The anthropocene era of man's dominance began in 1610, claim scientists - rosser
http://www.independent.co.uk/news/science/the-anthropocene-era-of-mans-dominance-began-in-1610-claim-scientists-10101690.html
======
benbreen
Pinning the shift to an exact date like 1610 is silly, but I do agree with the
basic premise of their argument. In fact, it's essentially why I chose to
specialize in the history of the seventeenth century. Just from looking at the
famous "hockey stick" graph of world population you can see that this was the
period immediately preceding the shift into exponential growth - but what's
fascinating is that populations actually declined in many areas in the
seventeenth century, as did standards of living.

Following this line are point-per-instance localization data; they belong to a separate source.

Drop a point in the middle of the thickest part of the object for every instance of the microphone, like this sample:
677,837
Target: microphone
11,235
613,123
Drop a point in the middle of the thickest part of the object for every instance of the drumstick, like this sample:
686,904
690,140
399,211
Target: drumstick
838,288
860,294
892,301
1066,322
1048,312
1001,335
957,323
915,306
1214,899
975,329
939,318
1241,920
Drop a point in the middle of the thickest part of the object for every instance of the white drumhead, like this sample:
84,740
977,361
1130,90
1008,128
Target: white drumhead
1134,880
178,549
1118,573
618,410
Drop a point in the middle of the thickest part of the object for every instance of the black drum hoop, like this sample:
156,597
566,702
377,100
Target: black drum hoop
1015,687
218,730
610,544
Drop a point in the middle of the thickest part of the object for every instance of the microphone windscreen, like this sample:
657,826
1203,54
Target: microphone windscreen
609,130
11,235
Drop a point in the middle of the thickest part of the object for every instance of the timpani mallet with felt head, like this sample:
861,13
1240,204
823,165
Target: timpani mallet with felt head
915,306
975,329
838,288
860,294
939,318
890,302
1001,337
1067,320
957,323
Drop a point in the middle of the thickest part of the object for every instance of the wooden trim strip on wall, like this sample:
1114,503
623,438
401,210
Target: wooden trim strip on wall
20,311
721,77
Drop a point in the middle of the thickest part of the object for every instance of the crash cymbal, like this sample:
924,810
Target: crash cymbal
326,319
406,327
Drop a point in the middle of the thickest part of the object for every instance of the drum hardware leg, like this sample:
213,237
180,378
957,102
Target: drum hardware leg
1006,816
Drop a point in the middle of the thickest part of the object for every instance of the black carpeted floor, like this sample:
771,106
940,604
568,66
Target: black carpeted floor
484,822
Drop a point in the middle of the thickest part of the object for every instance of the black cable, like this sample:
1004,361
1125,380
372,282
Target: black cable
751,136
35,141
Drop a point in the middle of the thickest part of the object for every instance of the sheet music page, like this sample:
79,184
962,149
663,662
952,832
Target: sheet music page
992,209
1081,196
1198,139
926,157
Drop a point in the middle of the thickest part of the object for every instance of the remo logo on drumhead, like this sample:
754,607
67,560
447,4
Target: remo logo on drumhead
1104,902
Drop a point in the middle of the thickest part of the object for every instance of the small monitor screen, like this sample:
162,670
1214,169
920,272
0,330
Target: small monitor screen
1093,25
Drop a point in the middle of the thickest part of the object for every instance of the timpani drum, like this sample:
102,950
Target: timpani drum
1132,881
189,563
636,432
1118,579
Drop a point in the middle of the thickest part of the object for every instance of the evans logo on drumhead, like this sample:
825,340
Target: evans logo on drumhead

Speaking of which, Eric
Hobsbawm's concept of a "General Crisis of the Seventeenth Century" seems
relevant here:

[http://en.wikipedia.org/wiki/The_General_Crisis](http://en.wikipedia.org/wiki/The_General_Crisis)

------
sdml
"a dip in global carbon dioxide levels caused by the abandonment of native
farms across the Americas following the deaths of millions of indigenous
people in the aftermath of European colonisation."

Wouldn't this suggest that the advent of native farming had previously caused
a rise in global carbon dioxide levels, and consequently that the human epoch
began much earlier?